Ironically, reading deeply also does not require reading every word of every book. As you read topically you'll realize that there's overlapping content. Your first book on a subject may require special attention, but after that you can bound through a book in search of its unique angle.

You alone will have to make an accounting for how you spend your time, and you only have so much of it. Define your reading program based on your own goals and interests, then: Drop. Books. Ruthlessly. Even if it is one that you originally thought would be valuable.

By being ruthless, you will focus on the most potent ideas and build generous knowledge web. No one else will have your unique combination of ideas. Now you must write about them.

Writing

Software engineers undervalue writing. Probably this is so in any career. If you write well (emails, chats, texts, pull requests, documentation, ...), you will distinguish yourself. In addition to distinguishing yourself at work, in this internet age you can improve your chances of being discovered. You can write a niche blog and find an audience. You may not find thousands of readers, but you only need one reader to change your life with a job, a speaking engagement, an opportunity.

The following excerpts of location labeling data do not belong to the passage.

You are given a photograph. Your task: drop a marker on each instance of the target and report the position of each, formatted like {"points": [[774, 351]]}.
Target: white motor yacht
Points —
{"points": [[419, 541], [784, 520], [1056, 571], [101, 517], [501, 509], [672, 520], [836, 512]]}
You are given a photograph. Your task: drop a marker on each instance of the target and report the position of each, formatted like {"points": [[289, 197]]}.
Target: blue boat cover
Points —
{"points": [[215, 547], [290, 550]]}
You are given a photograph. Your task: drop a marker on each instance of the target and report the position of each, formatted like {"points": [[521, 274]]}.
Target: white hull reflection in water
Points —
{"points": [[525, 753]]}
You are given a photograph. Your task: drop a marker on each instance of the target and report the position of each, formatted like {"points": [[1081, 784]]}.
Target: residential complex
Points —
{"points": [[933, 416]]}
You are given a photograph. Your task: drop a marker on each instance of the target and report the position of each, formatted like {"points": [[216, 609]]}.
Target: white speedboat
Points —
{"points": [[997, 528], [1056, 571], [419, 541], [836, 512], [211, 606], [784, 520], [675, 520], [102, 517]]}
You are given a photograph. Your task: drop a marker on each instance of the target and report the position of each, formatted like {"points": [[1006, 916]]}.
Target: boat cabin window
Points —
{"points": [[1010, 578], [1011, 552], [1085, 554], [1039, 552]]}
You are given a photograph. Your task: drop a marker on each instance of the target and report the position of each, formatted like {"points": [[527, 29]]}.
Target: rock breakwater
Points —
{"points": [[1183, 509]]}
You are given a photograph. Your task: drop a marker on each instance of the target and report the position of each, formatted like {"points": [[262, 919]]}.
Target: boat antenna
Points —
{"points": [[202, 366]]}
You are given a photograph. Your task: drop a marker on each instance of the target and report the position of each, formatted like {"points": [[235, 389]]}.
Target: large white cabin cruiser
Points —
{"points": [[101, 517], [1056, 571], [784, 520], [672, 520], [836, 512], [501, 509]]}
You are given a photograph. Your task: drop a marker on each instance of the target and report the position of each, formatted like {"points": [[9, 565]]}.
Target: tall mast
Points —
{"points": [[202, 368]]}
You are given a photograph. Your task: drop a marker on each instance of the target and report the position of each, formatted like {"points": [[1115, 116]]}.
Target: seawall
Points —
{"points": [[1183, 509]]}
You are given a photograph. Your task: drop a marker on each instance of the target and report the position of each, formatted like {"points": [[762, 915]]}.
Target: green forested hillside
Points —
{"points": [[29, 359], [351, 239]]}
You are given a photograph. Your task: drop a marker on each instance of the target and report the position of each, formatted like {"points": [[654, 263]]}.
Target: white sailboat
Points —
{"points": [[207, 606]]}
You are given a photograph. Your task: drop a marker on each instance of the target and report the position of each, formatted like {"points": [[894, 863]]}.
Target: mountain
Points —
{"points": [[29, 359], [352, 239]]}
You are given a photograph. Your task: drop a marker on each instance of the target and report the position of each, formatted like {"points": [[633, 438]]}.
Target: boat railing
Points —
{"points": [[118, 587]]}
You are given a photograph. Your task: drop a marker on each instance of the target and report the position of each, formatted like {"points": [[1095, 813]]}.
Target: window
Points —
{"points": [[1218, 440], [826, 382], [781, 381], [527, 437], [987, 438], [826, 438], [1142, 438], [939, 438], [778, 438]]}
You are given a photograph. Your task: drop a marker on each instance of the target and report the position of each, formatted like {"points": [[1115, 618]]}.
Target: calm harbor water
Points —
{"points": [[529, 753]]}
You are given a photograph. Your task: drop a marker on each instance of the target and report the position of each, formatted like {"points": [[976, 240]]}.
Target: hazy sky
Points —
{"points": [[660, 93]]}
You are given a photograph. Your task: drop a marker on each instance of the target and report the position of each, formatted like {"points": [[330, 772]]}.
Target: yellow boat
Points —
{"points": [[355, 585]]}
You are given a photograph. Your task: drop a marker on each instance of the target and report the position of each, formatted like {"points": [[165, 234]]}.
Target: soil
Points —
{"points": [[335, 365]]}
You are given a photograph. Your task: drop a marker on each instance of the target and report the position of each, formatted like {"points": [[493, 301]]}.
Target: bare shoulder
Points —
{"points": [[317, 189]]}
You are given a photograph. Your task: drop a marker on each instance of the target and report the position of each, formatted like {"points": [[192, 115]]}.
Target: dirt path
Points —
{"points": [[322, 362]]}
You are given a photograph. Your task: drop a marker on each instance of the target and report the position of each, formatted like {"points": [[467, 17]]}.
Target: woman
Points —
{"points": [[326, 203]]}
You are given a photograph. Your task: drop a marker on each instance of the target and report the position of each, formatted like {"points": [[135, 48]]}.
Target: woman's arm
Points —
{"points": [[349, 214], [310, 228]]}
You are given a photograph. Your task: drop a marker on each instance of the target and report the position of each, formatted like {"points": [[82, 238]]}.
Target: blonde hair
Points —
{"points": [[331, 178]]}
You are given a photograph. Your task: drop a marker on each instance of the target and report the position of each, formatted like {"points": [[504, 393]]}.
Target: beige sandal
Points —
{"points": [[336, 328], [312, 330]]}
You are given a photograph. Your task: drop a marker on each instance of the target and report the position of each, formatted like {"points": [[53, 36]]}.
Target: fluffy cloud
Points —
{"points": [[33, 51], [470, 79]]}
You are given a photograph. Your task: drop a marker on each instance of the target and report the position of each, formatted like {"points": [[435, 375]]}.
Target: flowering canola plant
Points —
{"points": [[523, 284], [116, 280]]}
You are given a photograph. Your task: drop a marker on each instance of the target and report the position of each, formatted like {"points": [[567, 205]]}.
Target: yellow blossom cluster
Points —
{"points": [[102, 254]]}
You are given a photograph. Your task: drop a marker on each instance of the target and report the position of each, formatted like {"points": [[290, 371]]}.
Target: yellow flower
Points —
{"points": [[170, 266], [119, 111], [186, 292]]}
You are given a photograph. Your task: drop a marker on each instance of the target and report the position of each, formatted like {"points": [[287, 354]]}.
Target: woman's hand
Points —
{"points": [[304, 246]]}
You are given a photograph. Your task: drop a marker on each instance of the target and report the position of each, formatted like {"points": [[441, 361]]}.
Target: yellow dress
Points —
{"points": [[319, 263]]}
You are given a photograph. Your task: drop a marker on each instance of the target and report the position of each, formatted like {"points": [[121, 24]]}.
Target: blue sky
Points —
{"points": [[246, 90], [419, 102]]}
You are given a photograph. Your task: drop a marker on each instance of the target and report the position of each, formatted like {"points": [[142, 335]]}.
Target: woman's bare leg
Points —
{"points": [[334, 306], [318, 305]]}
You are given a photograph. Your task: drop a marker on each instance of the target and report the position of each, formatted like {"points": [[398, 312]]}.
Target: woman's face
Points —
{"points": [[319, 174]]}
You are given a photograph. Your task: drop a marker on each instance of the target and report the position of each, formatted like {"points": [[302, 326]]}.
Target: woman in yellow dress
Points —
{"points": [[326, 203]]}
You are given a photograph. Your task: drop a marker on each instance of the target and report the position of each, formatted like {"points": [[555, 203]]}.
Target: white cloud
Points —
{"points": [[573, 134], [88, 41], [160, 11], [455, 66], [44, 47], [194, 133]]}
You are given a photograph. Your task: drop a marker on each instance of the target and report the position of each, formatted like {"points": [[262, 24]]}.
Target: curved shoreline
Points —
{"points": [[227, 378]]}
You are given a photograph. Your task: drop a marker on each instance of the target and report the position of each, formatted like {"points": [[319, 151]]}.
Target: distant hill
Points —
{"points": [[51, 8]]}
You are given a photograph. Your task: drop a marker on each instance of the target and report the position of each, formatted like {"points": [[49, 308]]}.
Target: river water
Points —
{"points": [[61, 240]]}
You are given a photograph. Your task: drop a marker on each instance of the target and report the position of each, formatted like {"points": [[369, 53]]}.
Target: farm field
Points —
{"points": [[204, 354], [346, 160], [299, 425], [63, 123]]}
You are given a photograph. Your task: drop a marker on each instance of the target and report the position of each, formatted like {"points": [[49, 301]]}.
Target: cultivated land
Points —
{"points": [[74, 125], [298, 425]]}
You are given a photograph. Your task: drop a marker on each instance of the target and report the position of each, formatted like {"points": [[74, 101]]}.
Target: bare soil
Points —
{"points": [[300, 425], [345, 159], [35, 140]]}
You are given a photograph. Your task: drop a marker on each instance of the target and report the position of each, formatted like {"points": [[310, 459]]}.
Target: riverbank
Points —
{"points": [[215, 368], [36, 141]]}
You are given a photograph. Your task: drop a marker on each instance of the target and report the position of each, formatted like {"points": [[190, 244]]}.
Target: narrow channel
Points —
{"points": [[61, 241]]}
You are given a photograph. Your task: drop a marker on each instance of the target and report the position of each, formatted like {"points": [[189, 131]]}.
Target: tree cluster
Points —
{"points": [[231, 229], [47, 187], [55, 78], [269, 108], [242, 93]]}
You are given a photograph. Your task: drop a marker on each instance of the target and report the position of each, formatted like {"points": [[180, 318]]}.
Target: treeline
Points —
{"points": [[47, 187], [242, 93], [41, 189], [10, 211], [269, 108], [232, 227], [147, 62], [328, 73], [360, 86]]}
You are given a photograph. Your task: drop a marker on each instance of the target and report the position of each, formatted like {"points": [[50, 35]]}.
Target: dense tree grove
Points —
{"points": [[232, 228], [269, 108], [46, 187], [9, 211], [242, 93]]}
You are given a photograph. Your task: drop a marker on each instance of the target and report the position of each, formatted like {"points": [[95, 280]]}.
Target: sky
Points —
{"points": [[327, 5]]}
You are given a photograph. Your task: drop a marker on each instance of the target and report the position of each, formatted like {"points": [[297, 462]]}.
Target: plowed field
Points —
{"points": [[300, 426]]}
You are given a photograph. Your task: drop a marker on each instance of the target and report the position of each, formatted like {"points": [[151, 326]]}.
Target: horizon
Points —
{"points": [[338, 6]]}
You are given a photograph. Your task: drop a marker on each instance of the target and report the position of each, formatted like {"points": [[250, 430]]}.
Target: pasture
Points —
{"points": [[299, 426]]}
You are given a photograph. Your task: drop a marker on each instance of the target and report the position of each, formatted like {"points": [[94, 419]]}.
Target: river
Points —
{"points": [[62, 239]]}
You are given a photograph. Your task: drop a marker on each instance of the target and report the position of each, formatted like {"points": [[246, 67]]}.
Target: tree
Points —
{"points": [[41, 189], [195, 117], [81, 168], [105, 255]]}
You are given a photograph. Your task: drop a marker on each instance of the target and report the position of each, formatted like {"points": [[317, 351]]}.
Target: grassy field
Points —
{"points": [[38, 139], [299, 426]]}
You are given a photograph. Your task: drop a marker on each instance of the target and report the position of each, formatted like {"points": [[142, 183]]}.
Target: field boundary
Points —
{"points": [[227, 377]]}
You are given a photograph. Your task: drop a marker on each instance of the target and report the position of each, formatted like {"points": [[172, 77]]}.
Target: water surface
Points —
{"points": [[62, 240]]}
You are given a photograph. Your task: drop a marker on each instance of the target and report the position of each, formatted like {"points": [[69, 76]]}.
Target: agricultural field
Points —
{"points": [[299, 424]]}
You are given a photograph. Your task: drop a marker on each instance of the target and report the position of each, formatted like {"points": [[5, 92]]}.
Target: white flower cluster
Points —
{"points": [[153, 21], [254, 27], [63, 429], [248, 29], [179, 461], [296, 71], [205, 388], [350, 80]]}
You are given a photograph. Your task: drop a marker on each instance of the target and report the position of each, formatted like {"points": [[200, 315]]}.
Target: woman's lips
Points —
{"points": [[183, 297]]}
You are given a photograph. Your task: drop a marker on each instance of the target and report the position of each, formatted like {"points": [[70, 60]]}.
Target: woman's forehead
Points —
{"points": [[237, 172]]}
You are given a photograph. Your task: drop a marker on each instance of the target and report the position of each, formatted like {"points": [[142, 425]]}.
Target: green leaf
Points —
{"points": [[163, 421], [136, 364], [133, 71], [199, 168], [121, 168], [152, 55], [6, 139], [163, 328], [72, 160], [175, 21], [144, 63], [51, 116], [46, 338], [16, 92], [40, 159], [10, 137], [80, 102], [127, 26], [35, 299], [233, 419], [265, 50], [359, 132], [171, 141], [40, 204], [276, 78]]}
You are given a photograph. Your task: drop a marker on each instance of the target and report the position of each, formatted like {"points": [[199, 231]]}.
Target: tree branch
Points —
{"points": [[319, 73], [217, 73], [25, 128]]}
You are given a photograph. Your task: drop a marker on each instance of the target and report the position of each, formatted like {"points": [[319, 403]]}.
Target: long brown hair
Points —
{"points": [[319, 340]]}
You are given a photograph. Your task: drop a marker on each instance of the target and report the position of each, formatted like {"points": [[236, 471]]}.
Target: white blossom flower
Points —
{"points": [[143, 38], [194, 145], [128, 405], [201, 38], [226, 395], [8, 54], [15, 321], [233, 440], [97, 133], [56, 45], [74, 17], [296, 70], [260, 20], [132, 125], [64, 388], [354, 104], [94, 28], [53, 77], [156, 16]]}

I could say a lot of things about writing well, but as I've read about it I've seen four themes: economy, action, warmth, reading.

Economy

Writers advise to avoid adverbs and adjectives, to remove qualifiers ("I think," "some," "many," "possibly"), to avoid cliches, to avoid fluff. Most of this advice reduces to using words economically. Say what you want to say briefly and clearly.

If some slip through, that's OK, because the editing process is 110% about removing words. Pascal famously said "I wish I could have written a shorter letter, but I did not have the time," because concision is hard. You will re-write, re-write, then re-write some more, and it should get shorter each time.

Action

I find this one really tough. As an engineer I usually describe machines and processes. I find it easy to write in a passive voice. (The last sentence was "It is easy for me to write in a passive voice.") When you write passively, you see state of being verbs. You end up with a pronoun as a subject, and the true subject later in the sentence. It's all a bit twisty for people to decode. You may find value in tools like writegood-mode for Emacs.

Warmth

William Zinsser's book On Writing Well is a worthwhile read. In it he advises writing with warmth, which for him is writing about the human element. He reminds me of the great preacher Charles Spurgeon who no matter the passage, Old Testament or New, he would find his way to Jesus. No matter the subject, William will always find his way to a story about people.

Writing about people is one way to achieve warmth. Another way is to write honestly with your own voice. Some people adopt an artificial voice when they write. Perhaps they sound too formal. Find your own voice and be true to it.

Reading

There are two ways that reading is important to writing well. First, reading what others have written will improve your language skills and inspire you. You'll develop an ear for good writing. Second, reading your own writing will help you re-write it. It should sound good to the ear but not in a flowery way, and it should sound like you.